Store food at proper temperatures:
We keep a food thermometer in the fridge to be sure the temp is kept at a steady 40 degrees F and at zero degrees F in the freezer.
It might be necessary to adjust the settings during different seasons or extreme temperatures. If there is a power outage, resist opening the fridge; this is the most likely way to lose the safe temperature. An empty fridge or freezer will heat up quicker, when it is filled the temp holds a lot longer.
If you have even the slightest doubt, throw it out!
Bad bacteria grows on/in poorly kept food very quickly and may be undetectable as far as taste or appearance, so don’t take chances!

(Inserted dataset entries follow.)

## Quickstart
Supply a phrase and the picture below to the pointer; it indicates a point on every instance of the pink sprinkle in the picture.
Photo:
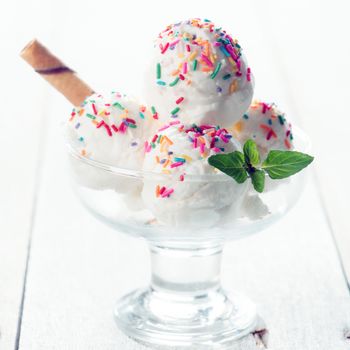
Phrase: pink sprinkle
(174, 42)
(175, 165)
(165, 48)
(167, 193)
(109, 132)
(132, 121)
(206, 60)
(122, 127)
(185, 68)
(223, 138)
(179, 100)
(94, 108)
(100, 124)
(248, 74)
(163, 127)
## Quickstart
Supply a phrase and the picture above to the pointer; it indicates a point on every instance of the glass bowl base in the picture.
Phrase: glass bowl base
(204, 320)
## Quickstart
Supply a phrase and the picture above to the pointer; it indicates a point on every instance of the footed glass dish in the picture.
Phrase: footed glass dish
(184, 304)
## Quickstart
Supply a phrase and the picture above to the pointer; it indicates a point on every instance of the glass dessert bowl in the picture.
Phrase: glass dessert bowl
(184, 304)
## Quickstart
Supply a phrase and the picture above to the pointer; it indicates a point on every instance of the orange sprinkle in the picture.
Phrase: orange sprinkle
(233, 87)
(193, 55)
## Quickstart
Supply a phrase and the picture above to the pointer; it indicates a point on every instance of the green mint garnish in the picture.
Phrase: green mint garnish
(278, 164)
(251, 153)
(282, 164)
(232, 164)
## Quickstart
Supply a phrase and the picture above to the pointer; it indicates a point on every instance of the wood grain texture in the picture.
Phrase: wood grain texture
(78, 268)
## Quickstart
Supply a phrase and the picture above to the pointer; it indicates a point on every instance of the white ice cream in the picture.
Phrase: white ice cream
(198, 74)
(111, 130)
(182, 195)
(267, 126)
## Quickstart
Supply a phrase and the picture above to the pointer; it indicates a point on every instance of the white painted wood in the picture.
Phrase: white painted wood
(22, 102)
(78, 267)
(312, 51)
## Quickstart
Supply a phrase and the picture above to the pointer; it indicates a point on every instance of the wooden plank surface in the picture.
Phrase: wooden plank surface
(23, 105)
(78, 267)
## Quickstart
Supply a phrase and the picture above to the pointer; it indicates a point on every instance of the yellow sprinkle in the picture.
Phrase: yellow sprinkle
(188, 158)
(233, 86)
(193, 55)
(237, 128)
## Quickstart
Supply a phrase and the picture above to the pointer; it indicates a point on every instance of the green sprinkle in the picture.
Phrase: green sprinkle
(178, 159)
(216, 71)
(117, 104)
(175, 110)
(159, 71)
(174, 82)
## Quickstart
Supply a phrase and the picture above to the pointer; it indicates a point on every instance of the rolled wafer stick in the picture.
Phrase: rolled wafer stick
(64, 79)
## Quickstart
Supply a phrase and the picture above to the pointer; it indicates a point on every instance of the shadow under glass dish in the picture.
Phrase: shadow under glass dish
(184, 304)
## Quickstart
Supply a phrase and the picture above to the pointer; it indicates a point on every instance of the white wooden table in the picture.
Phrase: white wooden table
(61, 270)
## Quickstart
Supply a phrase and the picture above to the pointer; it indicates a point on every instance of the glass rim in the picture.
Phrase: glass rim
(299, 135)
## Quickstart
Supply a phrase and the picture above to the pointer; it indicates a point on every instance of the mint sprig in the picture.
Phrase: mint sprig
(278, 164)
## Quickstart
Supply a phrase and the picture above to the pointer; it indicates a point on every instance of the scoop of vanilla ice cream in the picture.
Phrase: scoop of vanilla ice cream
(184, 194)
(111, 130)
(267, 126)
(199, 75)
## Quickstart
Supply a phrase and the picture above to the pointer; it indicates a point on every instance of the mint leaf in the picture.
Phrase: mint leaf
(258, 180)
(282, 164)
(251, 153)
(232, 164)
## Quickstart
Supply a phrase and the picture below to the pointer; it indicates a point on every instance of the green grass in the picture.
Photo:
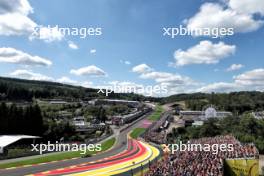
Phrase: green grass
(137, 132)
(157, 113)
(58, 156)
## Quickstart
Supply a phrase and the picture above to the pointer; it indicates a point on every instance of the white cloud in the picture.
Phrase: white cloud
(247, 6)
(125, 62)
(11, 55)
(28, 74)
(72, 45)
(66, 80)
(91, 70)
(87, 84)
(219, 87)
(204, 53)
(142, 68)
(234, 67)
(250, 80)
(92, 51)
(253, 78)
(214, 15)
(15, 20)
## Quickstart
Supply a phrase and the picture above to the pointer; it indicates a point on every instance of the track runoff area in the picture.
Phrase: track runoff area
(137, 155)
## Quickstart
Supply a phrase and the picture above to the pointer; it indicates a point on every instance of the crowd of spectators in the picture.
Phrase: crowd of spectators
(201, 163)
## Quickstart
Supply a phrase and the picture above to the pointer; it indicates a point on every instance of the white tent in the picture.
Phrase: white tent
(6, 140)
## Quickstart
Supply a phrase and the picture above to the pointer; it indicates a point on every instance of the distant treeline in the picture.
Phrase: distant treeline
(237, 102)
(12, 89)
(21, 120)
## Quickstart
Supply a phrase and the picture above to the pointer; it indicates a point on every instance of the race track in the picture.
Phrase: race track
(136, 155)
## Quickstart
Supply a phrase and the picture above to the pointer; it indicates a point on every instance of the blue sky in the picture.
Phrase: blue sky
(132, 35)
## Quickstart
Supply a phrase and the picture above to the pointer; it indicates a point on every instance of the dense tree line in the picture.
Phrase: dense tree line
(245, 128)
(20, 120)
(25, 90)
(236, 102)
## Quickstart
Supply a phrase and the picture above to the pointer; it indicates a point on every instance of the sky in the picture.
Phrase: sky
(127, 44)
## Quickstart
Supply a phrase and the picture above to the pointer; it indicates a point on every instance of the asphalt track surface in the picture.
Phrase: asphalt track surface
(122, 148)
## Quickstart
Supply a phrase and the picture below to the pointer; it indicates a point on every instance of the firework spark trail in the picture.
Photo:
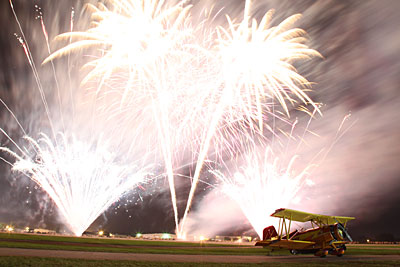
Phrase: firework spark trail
(82, 179)
(28, 54)
(260, 186)
(248, 65)
(256, 65)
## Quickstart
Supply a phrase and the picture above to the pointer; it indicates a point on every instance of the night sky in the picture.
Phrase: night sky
(359, 74)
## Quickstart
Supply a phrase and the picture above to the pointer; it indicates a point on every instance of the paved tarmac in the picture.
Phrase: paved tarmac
(186, 258)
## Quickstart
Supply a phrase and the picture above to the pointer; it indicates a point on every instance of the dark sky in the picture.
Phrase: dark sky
(359, 40)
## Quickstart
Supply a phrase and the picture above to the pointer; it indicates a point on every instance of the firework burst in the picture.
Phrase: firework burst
(218, 89)
(82, 179)
(262, 185)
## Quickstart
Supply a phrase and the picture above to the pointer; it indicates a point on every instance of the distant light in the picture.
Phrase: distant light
(166, 236)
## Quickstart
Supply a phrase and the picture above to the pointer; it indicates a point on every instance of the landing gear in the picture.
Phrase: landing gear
(321, 253)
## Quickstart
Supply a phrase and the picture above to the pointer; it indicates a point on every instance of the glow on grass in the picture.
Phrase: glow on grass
(216, 89)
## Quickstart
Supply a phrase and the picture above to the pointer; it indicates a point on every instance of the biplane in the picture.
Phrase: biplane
(327, 234)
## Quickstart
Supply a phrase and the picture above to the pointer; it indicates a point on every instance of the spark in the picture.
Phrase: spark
(195, 86)
(83, 179)
(261, 185)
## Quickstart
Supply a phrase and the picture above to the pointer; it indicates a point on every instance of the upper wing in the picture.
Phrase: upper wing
(301, 216)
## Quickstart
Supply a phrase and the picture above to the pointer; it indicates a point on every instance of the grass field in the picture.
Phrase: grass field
(33, 261)
(48, 242)
(160, 247)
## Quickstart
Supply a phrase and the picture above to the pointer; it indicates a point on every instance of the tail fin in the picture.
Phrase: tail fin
(269, 232)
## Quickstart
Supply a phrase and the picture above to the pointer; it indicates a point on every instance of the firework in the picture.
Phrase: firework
(261, 185)
(82, 179)
(195, 92)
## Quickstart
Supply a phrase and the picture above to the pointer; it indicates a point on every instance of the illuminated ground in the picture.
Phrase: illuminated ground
(20, 246)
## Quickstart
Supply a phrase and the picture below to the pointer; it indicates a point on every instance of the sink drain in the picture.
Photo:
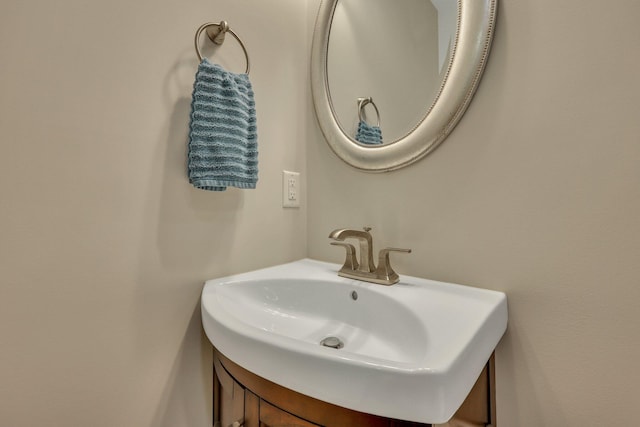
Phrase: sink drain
(333, 342)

Immune Health and unpasteurized food:

Generally, very young and very old people have undeveloped or compromised immune systems. They and anyone with weak or compromised immune function should avoid the following foods:
1- Raw meats, fish and shellfish
2- Raw or under cooked eggs
3- Unpasteurized juices and milk products including soft cheeses
4- Pate’s and meat spreads
5- Uncooked deli meats and hot dogs

When traveling:
Be sure to use well iced coolers, insulated bags and check to replace melted ice promptly. Wash or sanitize your hands before eating.

We can’t avoid every possible source of food poisoning, but by following these tips we can greatly reduce the chances  of it happening to us or to our loved ones.